Currently obsessing over Kaveh and Alhaitham's core disagreement on epistemological question of what truth and knowledge is. The way I read their character stories, Alhaitham believes that the truth exists on a pure level in the world around us, and that language and cultural assumptions hinder researchers from seeing that truth for what it is. That's why he keeps to himself, using his sharp mind to earnestly research his topics of interest with the sole motivation of finding a truth that is untainted by such external factors. Kaveh, on the other hand, rejects the concept of an objective truth, believing that knowledge cannot exist without a subject, and that postulating an objective truth is to willfully disguise the subject, the researcher. True wisdom, Kaveh believes, can only exist intersubjectively, when enough people come together to find that truth and agree on it. This fundamental difference was what precipitated their fallout.
When Nahida says that Kaveh is the person who understands best what it means for Sumeru to be a Nation of Wisdom, I believe this is what she's talking about; for there to be a Nation of Wisdom, it's not enough for one brilliant researcher to take home there. Their wisdom will die with them. But if you cultivate an interpersonal endeavor for knowledge, you will get a nation of truthseekers, and the wisdom that is accumulated will transcend the lifespans of the individual humans that contributed to its discovery.
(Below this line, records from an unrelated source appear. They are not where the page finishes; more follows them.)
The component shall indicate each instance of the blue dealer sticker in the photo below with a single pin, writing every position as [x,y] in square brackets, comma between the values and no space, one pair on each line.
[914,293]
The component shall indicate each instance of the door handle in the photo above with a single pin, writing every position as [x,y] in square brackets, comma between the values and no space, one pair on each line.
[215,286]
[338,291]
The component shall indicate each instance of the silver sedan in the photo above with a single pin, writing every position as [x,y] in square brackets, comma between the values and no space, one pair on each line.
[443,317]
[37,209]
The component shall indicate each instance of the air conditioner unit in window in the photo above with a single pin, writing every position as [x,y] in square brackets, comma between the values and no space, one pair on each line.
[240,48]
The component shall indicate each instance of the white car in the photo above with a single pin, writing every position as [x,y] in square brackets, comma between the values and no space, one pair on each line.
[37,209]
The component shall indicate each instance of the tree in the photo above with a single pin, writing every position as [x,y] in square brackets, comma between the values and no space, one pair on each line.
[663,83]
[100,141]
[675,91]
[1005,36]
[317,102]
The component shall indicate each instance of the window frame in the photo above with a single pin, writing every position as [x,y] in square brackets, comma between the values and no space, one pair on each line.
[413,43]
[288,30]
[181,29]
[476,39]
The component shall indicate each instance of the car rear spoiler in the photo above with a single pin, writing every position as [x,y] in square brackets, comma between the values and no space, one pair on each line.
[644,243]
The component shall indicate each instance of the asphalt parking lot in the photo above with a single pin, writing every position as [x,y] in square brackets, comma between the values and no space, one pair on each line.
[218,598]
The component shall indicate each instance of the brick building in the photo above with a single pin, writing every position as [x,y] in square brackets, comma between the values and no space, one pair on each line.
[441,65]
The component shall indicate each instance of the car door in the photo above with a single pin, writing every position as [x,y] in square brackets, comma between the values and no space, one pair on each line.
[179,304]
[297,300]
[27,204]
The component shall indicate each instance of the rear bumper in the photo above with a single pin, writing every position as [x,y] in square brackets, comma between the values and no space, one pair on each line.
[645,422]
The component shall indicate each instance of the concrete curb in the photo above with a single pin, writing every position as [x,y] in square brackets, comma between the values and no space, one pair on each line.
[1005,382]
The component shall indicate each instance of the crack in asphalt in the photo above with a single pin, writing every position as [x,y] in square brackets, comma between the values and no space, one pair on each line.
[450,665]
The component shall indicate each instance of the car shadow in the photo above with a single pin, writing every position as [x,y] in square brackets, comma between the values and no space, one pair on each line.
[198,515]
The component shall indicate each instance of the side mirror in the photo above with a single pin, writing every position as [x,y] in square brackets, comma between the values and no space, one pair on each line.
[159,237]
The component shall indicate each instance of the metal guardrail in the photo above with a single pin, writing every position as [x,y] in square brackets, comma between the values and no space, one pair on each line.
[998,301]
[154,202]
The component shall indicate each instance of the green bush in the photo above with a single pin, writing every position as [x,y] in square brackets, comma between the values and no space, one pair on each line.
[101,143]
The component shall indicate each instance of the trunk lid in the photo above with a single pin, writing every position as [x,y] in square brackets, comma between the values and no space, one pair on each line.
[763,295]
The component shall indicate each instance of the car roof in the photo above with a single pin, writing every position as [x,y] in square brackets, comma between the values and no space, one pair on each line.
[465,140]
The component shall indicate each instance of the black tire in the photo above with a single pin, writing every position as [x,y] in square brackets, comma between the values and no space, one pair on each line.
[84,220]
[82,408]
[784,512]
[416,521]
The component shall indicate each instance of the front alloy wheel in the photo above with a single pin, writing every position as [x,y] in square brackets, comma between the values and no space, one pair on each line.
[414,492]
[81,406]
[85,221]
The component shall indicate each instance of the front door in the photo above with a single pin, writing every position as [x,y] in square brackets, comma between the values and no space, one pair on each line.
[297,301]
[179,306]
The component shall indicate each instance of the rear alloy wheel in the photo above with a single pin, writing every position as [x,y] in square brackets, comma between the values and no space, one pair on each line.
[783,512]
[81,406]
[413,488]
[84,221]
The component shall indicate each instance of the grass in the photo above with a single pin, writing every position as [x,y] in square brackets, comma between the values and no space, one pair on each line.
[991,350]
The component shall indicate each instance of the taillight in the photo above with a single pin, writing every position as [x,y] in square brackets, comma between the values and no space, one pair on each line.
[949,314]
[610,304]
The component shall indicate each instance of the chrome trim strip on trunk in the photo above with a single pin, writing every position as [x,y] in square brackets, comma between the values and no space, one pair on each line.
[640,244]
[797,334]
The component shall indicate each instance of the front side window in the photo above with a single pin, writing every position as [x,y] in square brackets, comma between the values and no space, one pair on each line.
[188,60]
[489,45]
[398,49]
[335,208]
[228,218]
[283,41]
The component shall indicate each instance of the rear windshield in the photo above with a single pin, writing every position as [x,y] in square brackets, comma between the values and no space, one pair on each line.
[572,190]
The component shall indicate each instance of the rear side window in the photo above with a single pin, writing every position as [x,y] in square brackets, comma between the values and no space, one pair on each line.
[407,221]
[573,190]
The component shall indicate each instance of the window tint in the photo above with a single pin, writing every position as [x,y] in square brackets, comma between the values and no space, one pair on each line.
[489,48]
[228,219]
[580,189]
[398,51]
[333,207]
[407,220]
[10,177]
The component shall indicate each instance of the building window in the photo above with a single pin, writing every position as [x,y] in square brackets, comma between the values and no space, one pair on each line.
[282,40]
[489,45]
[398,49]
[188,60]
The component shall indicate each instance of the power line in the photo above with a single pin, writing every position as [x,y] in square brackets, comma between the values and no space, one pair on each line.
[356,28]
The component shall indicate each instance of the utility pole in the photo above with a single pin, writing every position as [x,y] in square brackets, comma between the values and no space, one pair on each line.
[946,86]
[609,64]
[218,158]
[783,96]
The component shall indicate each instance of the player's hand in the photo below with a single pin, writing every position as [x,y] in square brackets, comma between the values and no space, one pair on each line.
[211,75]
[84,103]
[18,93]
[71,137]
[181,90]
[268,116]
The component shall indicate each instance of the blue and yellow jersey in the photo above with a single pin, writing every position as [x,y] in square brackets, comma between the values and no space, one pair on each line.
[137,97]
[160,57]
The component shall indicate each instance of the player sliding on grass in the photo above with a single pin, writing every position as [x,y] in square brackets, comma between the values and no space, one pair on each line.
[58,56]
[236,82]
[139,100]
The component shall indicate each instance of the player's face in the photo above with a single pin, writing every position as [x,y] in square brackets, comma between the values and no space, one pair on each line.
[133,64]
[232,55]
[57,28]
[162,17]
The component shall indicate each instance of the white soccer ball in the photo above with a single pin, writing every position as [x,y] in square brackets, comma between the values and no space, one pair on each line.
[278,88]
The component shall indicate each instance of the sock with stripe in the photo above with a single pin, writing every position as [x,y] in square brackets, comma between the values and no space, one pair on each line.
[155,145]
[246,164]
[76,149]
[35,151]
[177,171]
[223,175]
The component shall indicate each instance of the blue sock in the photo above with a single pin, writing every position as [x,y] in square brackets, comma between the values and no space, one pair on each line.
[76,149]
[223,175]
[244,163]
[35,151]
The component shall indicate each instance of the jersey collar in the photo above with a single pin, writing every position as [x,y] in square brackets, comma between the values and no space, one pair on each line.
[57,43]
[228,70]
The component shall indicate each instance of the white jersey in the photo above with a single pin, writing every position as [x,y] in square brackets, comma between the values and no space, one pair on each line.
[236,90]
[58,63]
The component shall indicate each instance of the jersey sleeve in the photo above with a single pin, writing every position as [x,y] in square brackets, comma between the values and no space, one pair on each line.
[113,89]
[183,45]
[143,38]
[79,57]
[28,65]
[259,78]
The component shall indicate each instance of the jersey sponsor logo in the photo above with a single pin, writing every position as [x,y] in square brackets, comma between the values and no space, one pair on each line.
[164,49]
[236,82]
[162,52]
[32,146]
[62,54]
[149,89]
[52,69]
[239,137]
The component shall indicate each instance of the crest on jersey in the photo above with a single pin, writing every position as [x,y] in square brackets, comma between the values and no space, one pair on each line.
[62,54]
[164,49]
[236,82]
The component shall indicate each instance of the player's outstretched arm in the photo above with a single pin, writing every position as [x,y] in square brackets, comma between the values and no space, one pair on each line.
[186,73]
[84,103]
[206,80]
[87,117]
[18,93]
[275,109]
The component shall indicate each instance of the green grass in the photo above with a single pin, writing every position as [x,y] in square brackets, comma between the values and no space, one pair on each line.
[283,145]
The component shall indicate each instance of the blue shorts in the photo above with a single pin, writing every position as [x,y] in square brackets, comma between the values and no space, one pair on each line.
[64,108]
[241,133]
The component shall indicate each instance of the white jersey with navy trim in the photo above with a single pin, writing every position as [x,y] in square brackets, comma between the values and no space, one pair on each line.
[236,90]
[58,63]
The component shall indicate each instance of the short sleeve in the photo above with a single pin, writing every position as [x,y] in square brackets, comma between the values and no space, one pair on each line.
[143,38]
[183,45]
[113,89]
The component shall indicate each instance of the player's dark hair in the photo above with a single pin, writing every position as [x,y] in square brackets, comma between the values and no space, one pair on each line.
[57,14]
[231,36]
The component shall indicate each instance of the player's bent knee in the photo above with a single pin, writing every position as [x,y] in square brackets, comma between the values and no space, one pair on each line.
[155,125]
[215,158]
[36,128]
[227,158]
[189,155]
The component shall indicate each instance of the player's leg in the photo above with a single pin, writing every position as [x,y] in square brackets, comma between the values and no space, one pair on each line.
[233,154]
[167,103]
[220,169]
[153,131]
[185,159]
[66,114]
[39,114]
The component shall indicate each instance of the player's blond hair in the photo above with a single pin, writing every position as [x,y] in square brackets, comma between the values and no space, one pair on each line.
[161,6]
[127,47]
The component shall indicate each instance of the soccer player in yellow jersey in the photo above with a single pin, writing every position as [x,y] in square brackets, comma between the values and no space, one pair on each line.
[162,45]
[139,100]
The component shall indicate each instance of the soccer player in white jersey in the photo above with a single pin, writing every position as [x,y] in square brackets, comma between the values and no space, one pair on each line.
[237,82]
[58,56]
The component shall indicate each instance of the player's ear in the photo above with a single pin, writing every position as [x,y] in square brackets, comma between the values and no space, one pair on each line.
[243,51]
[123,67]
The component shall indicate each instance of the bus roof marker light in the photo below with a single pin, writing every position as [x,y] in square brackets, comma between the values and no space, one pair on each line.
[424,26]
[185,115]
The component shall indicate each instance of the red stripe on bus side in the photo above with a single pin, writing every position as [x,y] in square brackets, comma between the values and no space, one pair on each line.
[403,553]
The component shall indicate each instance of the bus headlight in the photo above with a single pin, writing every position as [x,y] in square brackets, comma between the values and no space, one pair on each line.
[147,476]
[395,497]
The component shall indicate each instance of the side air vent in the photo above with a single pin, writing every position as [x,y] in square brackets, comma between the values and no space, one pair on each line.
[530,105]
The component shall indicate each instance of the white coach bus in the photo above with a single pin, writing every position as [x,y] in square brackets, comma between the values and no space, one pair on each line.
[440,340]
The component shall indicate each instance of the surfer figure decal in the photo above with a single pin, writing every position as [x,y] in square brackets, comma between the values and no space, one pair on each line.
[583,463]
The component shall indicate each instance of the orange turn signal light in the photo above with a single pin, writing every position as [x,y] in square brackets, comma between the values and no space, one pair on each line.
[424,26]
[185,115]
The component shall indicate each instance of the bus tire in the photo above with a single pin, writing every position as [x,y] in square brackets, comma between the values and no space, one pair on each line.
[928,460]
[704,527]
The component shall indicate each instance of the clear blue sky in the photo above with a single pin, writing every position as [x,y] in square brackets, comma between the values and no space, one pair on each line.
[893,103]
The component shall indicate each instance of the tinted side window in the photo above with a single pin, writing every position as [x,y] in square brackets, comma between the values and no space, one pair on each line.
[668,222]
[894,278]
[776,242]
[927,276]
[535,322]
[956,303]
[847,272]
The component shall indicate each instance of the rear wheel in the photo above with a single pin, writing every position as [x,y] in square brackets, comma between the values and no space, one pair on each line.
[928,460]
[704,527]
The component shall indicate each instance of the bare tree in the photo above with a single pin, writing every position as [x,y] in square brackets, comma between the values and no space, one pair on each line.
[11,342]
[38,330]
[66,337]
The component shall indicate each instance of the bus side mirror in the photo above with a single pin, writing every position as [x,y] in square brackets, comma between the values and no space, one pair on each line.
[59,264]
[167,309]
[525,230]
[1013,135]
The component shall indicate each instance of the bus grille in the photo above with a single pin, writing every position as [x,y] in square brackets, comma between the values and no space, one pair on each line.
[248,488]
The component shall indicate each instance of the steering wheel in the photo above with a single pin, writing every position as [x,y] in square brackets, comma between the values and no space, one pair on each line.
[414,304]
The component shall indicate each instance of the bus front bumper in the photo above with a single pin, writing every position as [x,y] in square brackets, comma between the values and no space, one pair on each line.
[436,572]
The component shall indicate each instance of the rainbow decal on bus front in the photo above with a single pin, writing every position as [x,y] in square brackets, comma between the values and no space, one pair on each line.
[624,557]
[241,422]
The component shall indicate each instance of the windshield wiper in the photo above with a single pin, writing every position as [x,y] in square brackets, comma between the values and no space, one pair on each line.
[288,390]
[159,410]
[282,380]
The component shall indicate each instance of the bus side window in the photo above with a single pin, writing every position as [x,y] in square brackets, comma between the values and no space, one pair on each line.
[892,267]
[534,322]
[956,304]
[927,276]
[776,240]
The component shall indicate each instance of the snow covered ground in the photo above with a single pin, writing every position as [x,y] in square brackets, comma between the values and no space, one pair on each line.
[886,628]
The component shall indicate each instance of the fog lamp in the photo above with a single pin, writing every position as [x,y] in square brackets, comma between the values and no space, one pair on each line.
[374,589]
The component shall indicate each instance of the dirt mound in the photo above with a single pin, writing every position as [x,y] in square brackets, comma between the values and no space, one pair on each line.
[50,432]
The heartbreaking part is that this very understanding is what drives Kaveh to overexert himself to prove the merits of his ideas to the rest of the world, because he's hopelessly trying to cultivate intersubjective understanding in a nation where very few have such an honest desire to cultivate wisdom, preferring to have knowledge fed to them through the Akasha just to graduate and move up in the social hierarchy.
The only person who truly engages in such an intersubjective back-and-forth with Kaveh, is Alhaitham.